Ia mengatakan, puncak musim kemarau akan berlangsung pada Agustus dan September 2018. Dwikorita mengatakan, iklim di Indonesia punya tiga pola curah hujan, yaitu tipe monsunal, tipe ekuatorial, dan tipe lokal.
Daerah yang mempunyai tipe hujan monsunal dalam satu tahun mempunyai satu puncak hujan yang umumnya terjadi pada Desember-Januari.
Daerah yang mempunyai tipe hujan ekuatorial dalam satu tahun mempunyai dua puncak musim hujan, yakni puncak musim hujan pertama pada Maret dan puncak musim kedua pada November.

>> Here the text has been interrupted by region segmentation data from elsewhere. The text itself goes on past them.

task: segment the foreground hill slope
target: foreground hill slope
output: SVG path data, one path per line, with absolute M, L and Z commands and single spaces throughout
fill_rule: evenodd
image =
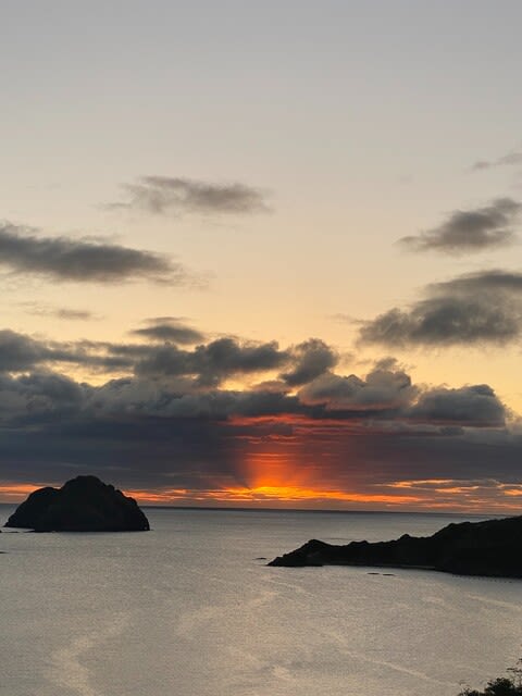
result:
M 61 488 L 39 488 L 5 526 L 36 532 L 141 532 L 149 522 L 134 498 L 96 476 L 77 476 Z
M 312 539 L 269 566 L 424 568 L 462 575 L 522 577 L 522 517 L 445 526 L 433 536 L 334 546 Z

Sedangkan tipe lokal mempunyai satu puncak musim hujan yang periodenya kebalikan dari pola monsunal, yaitu pada Agustus.
"Jadi terjadinya musim kemarau tidak merata di semua wilayah dan akan terus meluas hingga Oktober 2018," tambah dia.

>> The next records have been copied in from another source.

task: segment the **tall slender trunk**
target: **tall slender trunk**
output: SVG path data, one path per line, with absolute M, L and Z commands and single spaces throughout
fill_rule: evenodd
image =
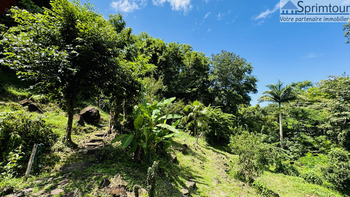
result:
M 65 135 L 63 137 L 63 142 L 66 144 L 72 143 L 72 126 L 73 125 L 73 116 L 74 114 L 74 104 L 76 96 L 71 95 L 67 98 L 67 110 L 68 113 L 68 121 L 66 128 Z
M 115 125 L 115 123 L 118 121 L 119 118 L 119 111 L 120 110 L 120 104 L 115 103 L 112 110 L 110 111 L 110 119 L 108 123 L 108 130 L 113 130 Z
M 281 110 L 281 103 L 278 103 L 279 111 L 280 121 L 280 141 L 281 142 L 281 147 L 282 147 L 282 142 L 283 141 L 283 131 L 282 129 L 282 114 Z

Awal musim kemarau yang dimulai di Nusa Tenggara dan Bali pada bulan berikutnya akan meluas ke Pulau Jawa, Sumatera, Kalimantan, dan Papua.
Saat awal musim kemarau, curah hujan mencapai 150 milimeter per bulan dan terus menurun seiring terjadinya puncak musim kemarau. Pada puncak musim kemarau yang terjadi pada Agustus -September, curah hujan berkisar antara 20-0 milimeter per bulan atau sama sekali tidak ada hujan.

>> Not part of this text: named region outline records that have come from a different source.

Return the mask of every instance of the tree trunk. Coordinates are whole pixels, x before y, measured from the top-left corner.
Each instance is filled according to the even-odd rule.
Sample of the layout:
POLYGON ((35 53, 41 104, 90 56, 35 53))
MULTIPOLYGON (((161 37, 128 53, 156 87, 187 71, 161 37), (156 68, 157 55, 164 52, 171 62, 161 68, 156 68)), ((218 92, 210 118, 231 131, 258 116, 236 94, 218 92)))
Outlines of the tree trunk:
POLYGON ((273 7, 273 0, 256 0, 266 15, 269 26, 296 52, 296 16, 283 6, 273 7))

Namun menurut BMKG, kemarau pada 2018 diprakirakan tidak separah musim kemarau pada 2015 karena sampai dengan pertengahan 2018 iklim di Indonesia masih dipengaruhi La Nina lemah, sehingga kemarau tahun ini akan berimplikasi positif pada tanaman palawija dan tanaman semusim yang tidak teralu memerlukan banyak air.